Problems involving lack of knowledge in regards to symptoms, causes, and prevention of malaria can be addressed through education. My informants gained their knowledge of malaria from the public school system. However, their knowledge is basic and a very high proportion of Africans do no attend school or drop out at early ages. When I asked them what could be done to fix the malaria problem, all responses involved a “sensibilization” of the people. The following response typified the general attitude: “We need to give classes at schools, hospitals, and in the community about what malaria is, where it comes from, and how to prevent it. These could be given by the government, health sector, or even foreigners.” There needs to be high emphasis on education of malaria for the entire populace, not just students.
According to Roser (2016), “the strong decline of world poverty is contributing to the decline of Malaria prevalence.” One of the best things the world can do to reduce malaria is aid economic and governmental growth. The current greatest obstruction to reduction of malaria in Mozambique is poor infrastructure (WHO, 2012). There is little reliable data being collected, few qualified medical personnel, and poor management of governmental agencies like the education and public health sectors. Mozambique’s government is inefficient at collecting taxes, has minimal law enforcement, and is constantly dealing with insurgent conflicts. Unfortunately, this describes the state of many malarious African nations. At this point, they could not be responsible for the “sensibilization” the situation calls for. Outside parties can aid in the fight against malaria and countless other problems by starting with basic government and economic improvements, such as efforts to train government officials, foreign investment, and microfinance. When a country is financially and governmentally stable, it can solve its own problems.

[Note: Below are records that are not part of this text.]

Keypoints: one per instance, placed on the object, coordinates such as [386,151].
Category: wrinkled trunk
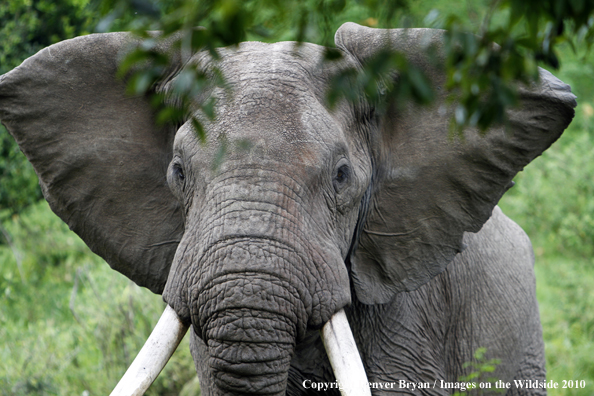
[250,321]
[246,360]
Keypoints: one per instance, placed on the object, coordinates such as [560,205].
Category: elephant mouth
[336,334]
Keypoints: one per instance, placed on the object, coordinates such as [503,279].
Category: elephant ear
[100,158]
[431,188]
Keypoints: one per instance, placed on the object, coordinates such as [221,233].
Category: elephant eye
[341,178]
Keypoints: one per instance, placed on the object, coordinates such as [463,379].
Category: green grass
[70,325]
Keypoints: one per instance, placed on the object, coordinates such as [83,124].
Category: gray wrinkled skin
[310,210]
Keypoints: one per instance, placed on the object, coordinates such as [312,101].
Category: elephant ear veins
[100,158]
[432,188]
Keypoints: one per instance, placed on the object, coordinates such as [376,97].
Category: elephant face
[259,248]
[267,232]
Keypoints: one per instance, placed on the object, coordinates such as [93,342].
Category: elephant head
[325,206]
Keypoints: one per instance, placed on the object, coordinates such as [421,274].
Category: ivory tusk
[344,356]
[153,356]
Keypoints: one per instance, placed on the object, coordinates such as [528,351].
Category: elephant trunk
[250,324]
[251,365]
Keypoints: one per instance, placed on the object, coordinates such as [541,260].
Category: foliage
[69,324]
[481,76]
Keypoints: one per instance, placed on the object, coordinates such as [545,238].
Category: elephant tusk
[153,356]
[344,357]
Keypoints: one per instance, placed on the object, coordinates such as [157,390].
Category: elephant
[371,208]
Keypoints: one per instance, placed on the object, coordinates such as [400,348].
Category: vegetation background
[70,326]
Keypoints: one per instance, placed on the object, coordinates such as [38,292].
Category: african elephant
[377,211]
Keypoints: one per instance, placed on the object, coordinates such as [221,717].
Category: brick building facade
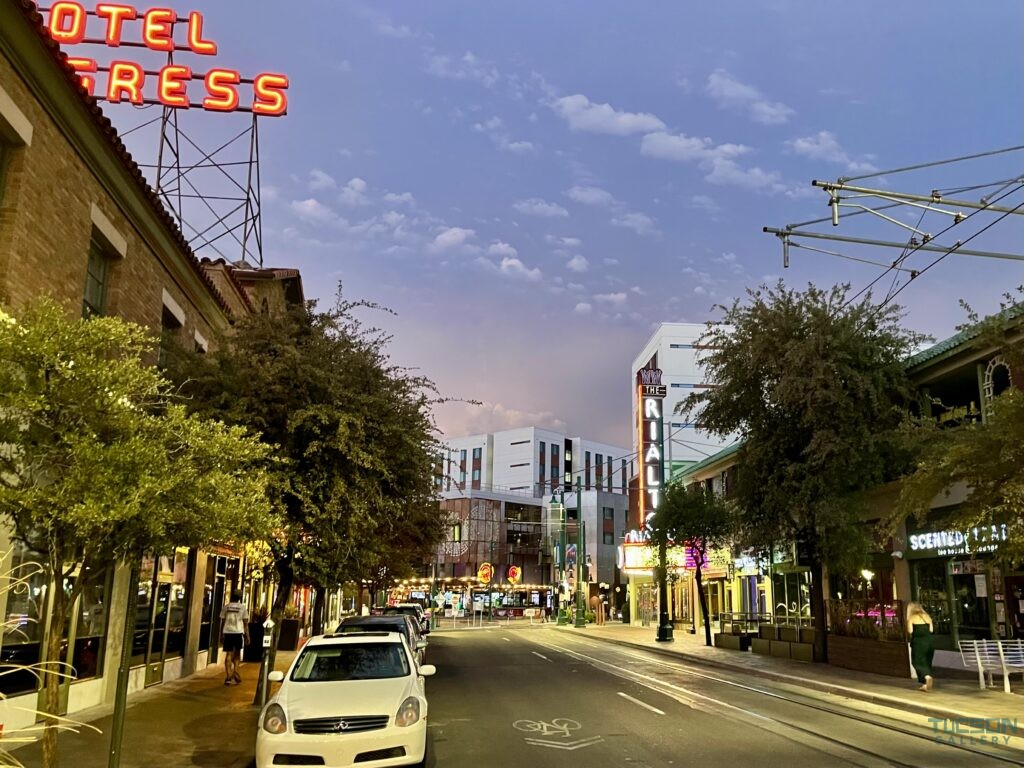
[79,222]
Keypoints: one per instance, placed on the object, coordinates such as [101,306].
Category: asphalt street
[549,697]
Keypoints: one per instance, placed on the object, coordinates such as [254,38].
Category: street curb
[832,688]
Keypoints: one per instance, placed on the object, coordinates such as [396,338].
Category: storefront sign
[172,85]
[948,543]
[640,559]
[650,395]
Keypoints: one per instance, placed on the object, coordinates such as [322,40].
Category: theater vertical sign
[650,400]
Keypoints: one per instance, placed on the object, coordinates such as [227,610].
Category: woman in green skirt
[921,628]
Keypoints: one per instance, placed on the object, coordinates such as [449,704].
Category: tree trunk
[53,672]
[286,579]
[698,578]
[818,609]
[317,610]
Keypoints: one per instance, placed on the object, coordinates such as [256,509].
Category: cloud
[641,223]
[468,69]
[578,264]
[706,204]
[583,115]
[502,249]
[466,419]
[732,94]
[494,129]
[683,148]
[516,268]
[539,207]
[318,180]
[825,146]
[590,196]
[354,193]
[612,299]
[566,242]
[313,211]
[719,161]
[398,198]
[451,238]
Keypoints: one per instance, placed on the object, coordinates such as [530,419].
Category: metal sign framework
[212,192]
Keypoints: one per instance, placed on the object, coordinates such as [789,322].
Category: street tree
[985,457]
[695,517]
[813,385]
[352,433]
[99,464]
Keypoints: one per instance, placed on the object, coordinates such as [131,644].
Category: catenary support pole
[121,694]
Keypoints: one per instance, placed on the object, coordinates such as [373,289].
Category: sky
[532,186]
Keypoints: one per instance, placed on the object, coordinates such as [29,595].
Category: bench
[993,655]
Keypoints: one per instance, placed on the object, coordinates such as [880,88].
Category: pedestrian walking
[233,635]
[921,630]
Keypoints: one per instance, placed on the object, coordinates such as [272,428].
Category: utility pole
[581,552]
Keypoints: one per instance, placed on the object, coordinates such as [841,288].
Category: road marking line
[640,704]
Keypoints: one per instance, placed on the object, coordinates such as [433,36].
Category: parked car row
[355,696]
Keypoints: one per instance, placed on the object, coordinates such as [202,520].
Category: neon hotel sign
[173,85]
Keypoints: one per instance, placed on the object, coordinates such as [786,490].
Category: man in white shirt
[235,634]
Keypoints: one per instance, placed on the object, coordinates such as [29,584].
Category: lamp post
[560,568]
[581,563]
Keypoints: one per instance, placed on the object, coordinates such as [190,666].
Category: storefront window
[22,633]
[792,593]
[90,630]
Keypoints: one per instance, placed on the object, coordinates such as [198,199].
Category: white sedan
[347,699]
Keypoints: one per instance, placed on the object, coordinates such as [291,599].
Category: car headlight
[409,713]
[274,720]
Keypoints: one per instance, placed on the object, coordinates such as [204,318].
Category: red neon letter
[68,23]
[223,95]
[115,15]
[158,26]
[269,94]
[196,41]
[85,65]
[125,77]
[173,80]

Malaria is retreating. The efforts of the new millennium are bearing fruit. However, there are still hundreds of thousands of people dying painful deaths caused by mosquito bites every year, and millions of dollars in labor being wasted by the debilitating effects of non-lethal malaria. New efforts now should be focused on creating permanent changes in the education of Africans about malaria, not just handing out free nets and sprays.